Ma la morte di Aldo Moro avrebbe davvero cambiato qualcosa? Non tutti i brigatisti ne erano convinti. Adriana Faranda, anni dopo, ha dichiarato a Ezio Mauro di essere sempre stata contraria. Pensava che non sarebbe cambiato nulla con la sua morte. Anzi, pensava che uccidendolo le cose sarebbero peggiorate. Dargli la libertà, farlo tornare al suo ruolo, quello sarebbe stato il vero cambiamento. Dopo un sequestro di 55 giorni, chiuso in vano in cui a malapena entrava un letto, l’onorevole Aldo Moro forse non sarebbe più stato lo stesso. Forse non si sarebbe mai più ripreso.

 

Non sarebbe più stato un mediatore, non avrebbe più provato a far entrare i comunisti al governo. O forse tutto il contrario. Forse, proprio dopo aver visto la rabbia proveninete dalla pancia del paese avrebbe cambiato idea. Parliamo però di supposizioni. La storia non si fa con i se e con i ma. Si fa con i fatti. Nel caso specifico, con i proiettili. Già, con i proiettili. Del resto, come si sarebbe potuta concludere una storia di violenza iniziata con l’omicidio di cinque persone che avevano come colpa essere la scorta di uno dei promotori del compromesso storico?
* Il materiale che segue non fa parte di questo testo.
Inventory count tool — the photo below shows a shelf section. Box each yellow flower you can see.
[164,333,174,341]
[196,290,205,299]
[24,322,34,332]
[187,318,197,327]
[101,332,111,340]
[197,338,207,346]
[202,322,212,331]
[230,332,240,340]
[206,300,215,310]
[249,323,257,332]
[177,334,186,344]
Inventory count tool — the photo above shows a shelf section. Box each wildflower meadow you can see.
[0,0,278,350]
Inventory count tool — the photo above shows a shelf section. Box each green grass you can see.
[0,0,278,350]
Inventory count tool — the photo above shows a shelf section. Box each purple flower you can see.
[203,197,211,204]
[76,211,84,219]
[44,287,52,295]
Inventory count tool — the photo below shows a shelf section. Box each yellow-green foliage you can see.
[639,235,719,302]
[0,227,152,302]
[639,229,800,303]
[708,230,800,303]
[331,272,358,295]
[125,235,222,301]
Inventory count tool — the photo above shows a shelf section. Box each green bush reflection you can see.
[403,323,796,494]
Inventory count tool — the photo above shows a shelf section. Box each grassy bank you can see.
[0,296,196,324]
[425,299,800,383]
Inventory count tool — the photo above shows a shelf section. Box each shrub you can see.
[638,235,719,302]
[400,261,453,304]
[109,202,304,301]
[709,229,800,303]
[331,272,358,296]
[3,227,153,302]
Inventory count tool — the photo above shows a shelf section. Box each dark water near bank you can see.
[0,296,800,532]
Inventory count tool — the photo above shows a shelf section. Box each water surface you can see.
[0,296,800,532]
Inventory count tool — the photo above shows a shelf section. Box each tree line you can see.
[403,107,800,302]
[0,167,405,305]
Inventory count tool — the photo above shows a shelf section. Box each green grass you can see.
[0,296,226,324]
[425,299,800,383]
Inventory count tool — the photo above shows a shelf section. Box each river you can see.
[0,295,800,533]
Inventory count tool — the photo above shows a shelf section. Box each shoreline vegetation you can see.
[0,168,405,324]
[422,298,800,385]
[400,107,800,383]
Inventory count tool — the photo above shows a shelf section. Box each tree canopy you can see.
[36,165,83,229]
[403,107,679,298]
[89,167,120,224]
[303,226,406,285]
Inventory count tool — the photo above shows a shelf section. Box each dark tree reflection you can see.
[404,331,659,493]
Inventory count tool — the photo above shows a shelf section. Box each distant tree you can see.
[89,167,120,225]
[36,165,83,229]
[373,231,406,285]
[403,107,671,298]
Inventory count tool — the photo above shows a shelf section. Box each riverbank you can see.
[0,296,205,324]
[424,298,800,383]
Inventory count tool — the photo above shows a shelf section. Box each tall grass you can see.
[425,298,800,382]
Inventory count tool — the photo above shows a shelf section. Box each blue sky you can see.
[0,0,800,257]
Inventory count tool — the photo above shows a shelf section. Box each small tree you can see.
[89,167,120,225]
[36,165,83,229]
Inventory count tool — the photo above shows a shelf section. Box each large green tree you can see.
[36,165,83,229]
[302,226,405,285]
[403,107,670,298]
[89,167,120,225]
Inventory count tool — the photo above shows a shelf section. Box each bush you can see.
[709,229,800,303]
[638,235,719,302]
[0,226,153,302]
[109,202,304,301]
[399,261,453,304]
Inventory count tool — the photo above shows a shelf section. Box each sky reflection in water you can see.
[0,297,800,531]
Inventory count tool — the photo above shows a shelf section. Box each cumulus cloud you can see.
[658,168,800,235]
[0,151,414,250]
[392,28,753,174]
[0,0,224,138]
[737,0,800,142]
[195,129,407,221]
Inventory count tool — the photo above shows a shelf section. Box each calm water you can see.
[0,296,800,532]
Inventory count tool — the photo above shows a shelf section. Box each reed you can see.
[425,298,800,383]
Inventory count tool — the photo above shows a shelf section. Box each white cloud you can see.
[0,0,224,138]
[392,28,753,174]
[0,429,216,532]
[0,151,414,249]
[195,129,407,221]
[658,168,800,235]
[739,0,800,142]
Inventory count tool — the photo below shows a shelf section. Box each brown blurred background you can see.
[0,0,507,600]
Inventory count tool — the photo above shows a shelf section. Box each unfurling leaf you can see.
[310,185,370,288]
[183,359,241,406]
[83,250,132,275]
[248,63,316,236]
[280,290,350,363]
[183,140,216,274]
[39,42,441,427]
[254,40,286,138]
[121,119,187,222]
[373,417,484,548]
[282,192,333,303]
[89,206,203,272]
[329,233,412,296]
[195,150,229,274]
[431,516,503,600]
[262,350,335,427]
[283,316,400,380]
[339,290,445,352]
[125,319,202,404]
La storia è iniziata con 91 proiettili, finirà con un intero caricatore per il presidente della Democrazia Cristiana.

 

La morte di un uomo di Stato.

Così muore un uomo di Stato. Lasciato nel bagagliaio di una macchina rubata e con la targa cambiata. Appositamente parcheggiata in via Caetani a Roma, tra la sede del Pci e la sede della Dc. Adesso in quella via c’è una targa per ricordare Aldo Moro. Per ricordare chi cosa ha fatto e perché è morto. La domanda è, chi ricorderà una pezzo della nostra storia, così doloroso che di solito non si studia? Perché è questa la verità, abbiamo targhe per tanti morti, ma memoria per pochi. Anzi, quasi nessuno.